Every movement of social change in history has been met with some sort of backlash. New ideologies arise to discredit movements and to send us backwards in order to maintain power structures and the status quo. We’ve seen it happen with the increasing sexualization of women since feminism first began, and the “War on Drugs” and skyrocketing incarceration rates reminiscent of slavery and the Jim Crow era. And now, on this campus, we see it in the “yellow shirts” in support of the current, discriminatory hiring policy.
While I recognize the freedom of speech and expression of the individuals with the yellow shirts, I also recognize my own freedom of speech and expression for calling this behavior what it is: oppressive.
For me, the debate about the hiring policy isn’t about theology, the Bible or tradition. It isn’t actually a debate at all. It’s my life, my identity, as well as one small manifestation of the way the world values my life as a queer woman. When it comes down to it, we’re not arguing about policies or interpretations of the Bible and we’re not arguing about politics, ideologies or religious freedom. We’re arguing about people; people like me. People I love bottomlessly and would die for, people I call my siblings, people who nurture me, who give me the strength to be as brave as I am, to be as out as I am. People who deserve basic human rights, dignity and respect, because we are just that: people.
What the yellow shirts, and even the Open Letter shirts, communicate to me is that as a collective body of people, we believe that LGBTQ/queer identities are debatable, that everyone has some sort of claim in seeing what they want to see in LGBTQ people, that our humanity is subjective and that everyone, even those who support us, can and should have an opinion about us.

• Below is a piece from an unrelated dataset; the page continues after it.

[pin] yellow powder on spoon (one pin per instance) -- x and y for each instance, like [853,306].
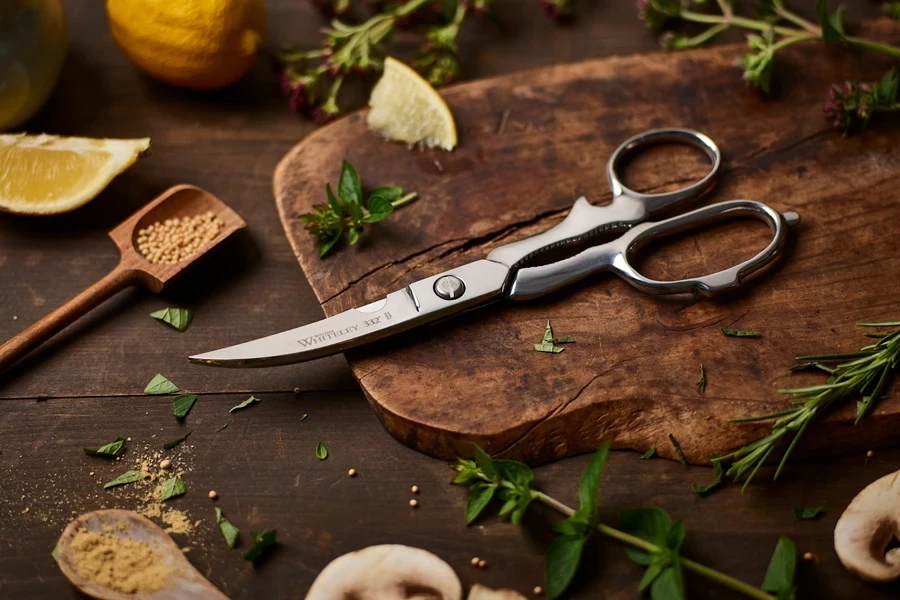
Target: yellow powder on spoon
[121,564]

This isn’t about whether or not you believe homosexuality is a sin, and frankly, that doesn’t even matter. This is about our access to jobs, to housing, to life. It’s about whether or not we’re human. To debate that, in and of itself, is oppressive. When I see the yellow shirts, I will be reminded again and again that to view LGBTQ people as inhuman is safe and justified on religious grounds on this campus and elsewhere. I will not see tradition, or Leviticus 18:22, or the reflection of what the individuals wearing these shirts think is right. I will see my oppression scrawled across their chests. I will see every battle I’ve fought with myself about my sexual identity. I will hear the word dyke ringing in my ear. I will feel that push, that whisper, that slur, that violence I’ve lived through so many times. I am not offended by the statements these shirts are making, I am harmed by them.
I want you to ask yourself, whether you wear the purple shirt, the yellow shirt or neither, do you believe that your opinion of me and my community should matter so much that it affects our very livelihood? If the answer is yes, I want you to evaluate just how much trust and dependency you put in your privilege; I want you to look at me and the people I love in the eyes and tell us our bravery is futile, that our identities are up for debate, that we are controversial. And I want you to know that we have been fighting for centuries, that we are as brave and strong as ever, that we know ourselves, we love ourselves and no amount of oppression or backlash will ever take that away from us.
In fact, I dare you to be as brave as we are everyday.